UNDT/2022/024, Saint-Lot
The Tribunal concludes from the evidence that the Applicant commented adversely on V01’s clothing during his visit to the National Committee. However, while acknowledging that the comments may have been out of line given that he had no supervisory role over the staff in the National Committee, the Tribunal does not find that evidence supports that this conduct had a sexual component. The Tribunal is satisfied that there is clear and convincing evidence that the Applicant compared V01’s age to his son while stating that he tried to avoid speaking to older women. The Tribunal is also satisfied that there is clear and convincing evidence that these comments were unwelcome by V01. The Applicant has no expertise to enter a disability diagnosis with respect to the witness, nor does he provide any evidence in support of his contention. In ligth of the entirety of the evidence, the Tribunal finds V01 credible and therefore, is satisfied that the facts are proven by clear and convincing evidence. The Tribunal is satisfied that the conduct was unwelcome and partly of a sexual nature. It therefore amounts to misconduct. The Tribunal is satisfied that the sanction was proportionate. The Applicant brings no evidence of his allegations that the charges were tainted by the rampant racism in the national committee. He brings no evidence of any other ulterior motive.
Imposition of disciplinary sanciton of written censure.

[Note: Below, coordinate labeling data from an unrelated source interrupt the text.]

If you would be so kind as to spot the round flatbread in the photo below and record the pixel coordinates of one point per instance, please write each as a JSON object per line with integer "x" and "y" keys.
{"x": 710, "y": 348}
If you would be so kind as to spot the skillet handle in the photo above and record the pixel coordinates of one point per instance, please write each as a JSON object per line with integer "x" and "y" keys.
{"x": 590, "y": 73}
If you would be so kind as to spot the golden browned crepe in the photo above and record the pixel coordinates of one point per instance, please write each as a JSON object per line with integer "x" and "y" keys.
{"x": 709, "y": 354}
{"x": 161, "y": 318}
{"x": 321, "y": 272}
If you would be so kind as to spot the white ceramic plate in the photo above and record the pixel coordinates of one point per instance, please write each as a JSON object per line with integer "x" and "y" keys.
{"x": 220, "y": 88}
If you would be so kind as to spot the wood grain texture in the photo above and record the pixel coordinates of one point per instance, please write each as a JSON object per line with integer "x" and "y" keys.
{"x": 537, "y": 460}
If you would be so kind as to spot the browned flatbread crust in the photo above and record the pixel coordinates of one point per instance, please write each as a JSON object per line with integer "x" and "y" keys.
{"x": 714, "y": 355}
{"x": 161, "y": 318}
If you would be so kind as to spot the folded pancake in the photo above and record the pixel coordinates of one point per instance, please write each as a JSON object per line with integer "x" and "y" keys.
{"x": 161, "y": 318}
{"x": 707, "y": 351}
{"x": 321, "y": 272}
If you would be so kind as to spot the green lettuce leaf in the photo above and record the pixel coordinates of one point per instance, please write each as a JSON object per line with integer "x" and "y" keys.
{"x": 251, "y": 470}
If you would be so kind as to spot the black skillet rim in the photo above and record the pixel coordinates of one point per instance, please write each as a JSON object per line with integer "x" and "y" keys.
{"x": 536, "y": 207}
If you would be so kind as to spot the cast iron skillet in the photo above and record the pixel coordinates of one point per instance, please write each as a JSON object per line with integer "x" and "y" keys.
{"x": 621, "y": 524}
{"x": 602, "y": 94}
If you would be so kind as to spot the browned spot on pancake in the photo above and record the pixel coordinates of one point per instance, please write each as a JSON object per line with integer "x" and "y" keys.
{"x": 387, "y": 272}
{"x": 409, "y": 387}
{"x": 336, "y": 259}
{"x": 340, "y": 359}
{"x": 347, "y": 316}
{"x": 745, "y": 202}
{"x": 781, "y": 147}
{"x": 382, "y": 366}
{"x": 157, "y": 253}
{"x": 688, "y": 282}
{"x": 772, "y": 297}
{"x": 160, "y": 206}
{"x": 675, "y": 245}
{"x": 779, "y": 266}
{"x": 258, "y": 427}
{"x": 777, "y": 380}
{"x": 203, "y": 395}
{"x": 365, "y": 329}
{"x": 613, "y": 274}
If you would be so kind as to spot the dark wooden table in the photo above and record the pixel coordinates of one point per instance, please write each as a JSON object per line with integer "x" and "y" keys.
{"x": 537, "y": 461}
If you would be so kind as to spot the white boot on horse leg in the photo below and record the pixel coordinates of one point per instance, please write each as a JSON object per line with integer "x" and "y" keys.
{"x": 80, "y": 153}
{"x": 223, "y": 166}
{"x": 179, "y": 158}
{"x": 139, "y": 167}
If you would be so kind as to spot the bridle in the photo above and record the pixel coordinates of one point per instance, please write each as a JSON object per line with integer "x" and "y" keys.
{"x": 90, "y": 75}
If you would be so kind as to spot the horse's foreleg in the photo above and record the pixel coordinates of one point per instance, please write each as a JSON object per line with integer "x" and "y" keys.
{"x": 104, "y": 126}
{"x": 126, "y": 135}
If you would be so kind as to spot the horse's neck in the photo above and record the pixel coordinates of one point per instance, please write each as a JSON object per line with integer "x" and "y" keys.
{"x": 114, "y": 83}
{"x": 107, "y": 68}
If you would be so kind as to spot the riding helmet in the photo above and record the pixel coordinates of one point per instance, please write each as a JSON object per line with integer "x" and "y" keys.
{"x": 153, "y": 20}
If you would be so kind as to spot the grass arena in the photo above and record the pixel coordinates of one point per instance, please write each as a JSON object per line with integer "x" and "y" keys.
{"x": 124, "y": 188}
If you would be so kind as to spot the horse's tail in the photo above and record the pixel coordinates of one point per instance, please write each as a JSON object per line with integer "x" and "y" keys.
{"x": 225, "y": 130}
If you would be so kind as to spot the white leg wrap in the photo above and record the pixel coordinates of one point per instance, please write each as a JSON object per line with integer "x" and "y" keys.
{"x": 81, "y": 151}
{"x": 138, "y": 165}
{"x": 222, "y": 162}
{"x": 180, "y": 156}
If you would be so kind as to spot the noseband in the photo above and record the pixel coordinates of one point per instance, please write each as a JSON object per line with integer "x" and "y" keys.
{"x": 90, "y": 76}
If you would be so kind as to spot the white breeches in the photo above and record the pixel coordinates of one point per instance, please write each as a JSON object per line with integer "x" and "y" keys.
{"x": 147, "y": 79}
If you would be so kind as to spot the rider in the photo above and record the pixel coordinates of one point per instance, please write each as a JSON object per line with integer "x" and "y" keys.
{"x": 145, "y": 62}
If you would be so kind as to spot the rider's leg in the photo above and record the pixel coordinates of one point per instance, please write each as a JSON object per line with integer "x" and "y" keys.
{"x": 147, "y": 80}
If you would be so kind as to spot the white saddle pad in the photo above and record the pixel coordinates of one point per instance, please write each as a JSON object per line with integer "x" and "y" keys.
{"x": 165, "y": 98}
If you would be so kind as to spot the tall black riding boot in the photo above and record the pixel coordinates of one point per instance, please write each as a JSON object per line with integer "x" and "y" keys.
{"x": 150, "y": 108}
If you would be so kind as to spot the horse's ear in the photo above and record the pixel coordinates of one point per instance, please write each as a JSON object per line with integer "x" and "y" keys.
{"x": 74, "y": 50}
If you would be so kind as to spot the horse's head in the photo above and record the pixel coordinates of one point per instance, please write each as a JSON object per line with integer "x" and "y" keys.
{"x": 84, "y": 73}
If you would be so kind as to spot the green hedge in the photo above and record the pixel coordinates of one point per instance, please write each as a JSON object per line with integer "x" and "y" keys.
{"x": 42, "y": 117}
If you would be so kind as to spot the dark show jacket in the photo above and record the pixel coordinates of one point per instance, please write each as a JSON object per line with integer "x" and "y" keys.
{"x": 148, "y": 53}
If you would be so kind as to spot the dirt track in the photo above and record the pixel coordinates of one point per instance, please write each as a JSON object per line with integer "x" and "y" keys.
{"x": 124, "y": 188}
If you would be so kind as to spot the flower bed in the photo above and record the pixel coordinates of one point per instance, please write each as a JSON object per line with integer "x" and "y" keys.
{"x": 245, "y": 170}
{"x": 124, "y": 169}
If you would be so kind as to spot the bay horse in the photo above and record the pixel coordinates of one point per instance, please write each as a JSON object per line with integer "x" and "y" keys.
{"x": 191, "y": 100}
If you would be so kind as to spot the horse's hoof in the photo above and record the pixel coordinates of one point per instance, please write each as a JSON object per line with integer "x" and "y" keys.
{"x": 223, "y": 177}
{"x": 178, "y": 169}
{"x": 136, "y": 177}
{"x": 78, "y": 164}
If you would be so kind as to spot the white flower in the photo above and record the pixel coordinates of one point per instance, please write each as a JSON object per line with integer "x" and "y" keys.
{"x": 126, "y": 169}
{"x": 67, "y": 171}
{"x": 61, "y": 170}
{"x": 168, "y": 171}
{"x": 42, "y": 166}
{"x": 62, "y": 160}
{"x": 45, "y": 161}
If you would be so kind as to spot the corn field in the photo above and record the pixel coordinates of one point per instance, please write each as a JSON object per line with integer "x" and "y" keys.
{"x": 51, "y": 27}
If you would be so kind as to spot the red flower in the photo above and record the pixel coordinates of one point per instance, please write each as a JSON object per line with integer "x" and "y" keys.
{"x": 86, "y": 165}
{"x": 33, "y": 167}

The judicial review of a disciplinary case requires [the Dispute Tribunal] to consider the evidence adduced and the procedures utilized during the course of the investigation by the Administration”. To examine whether the facts on which the sanction is based have been established, whether the established facts qualify as misconduct under the Staff Regulations and Rules, and whether the sanction is proportionate to the offence. In this regard, the Administration bears the burden of establishing that the alleged misconduct for which a disciplinary measure has been taken against a staff member occurred, and when termination is a possible outcome, misconduct must be established by clear and convincing evidence. Clear and convincing proof requires more than a preponderance of the evidence but less than proof beyond a reasonable doubt—it means that the truth of the facts asserted is highly probable. The Administration enjoys a broad discretion in disciplinary matters; a discretion with which the Tribunals will not lightly interfere. This discretion, however, is not unfettered. When judging the validity of the exercise of discretionary authority, the Dispute Tribunal determines if the decision is legal, rational, procedurally correct, and proportionate. This means that the Tribunal can consider whether relevant matters have been ignored and irrelevant matters considered, and also examine whether the decision is absurd or perverse. It is not the role of the Dispute Tribunal to consider the correctness of the choice made by the Secretary-General amongst the various courses of action open to him or otherwise substitute its own decision for that of the Secretary-General. The Dispute Tribunal is not conducting a merit-based review, but a judicial review , which is more concerned with examining how the decision-maker reached the impugned decision and not the merits of the decision-maker’s decision. There can be no exhaustive list of the applicable legal principles in administrative law, but unfairness, unreasonableness, illegality, irrationality, procedural irregularity, bias, capriciousness, arbitrariness and lack of proportionality are some of the grounds on which tribunals may for good reason interfere with the exercise of administrative discretion.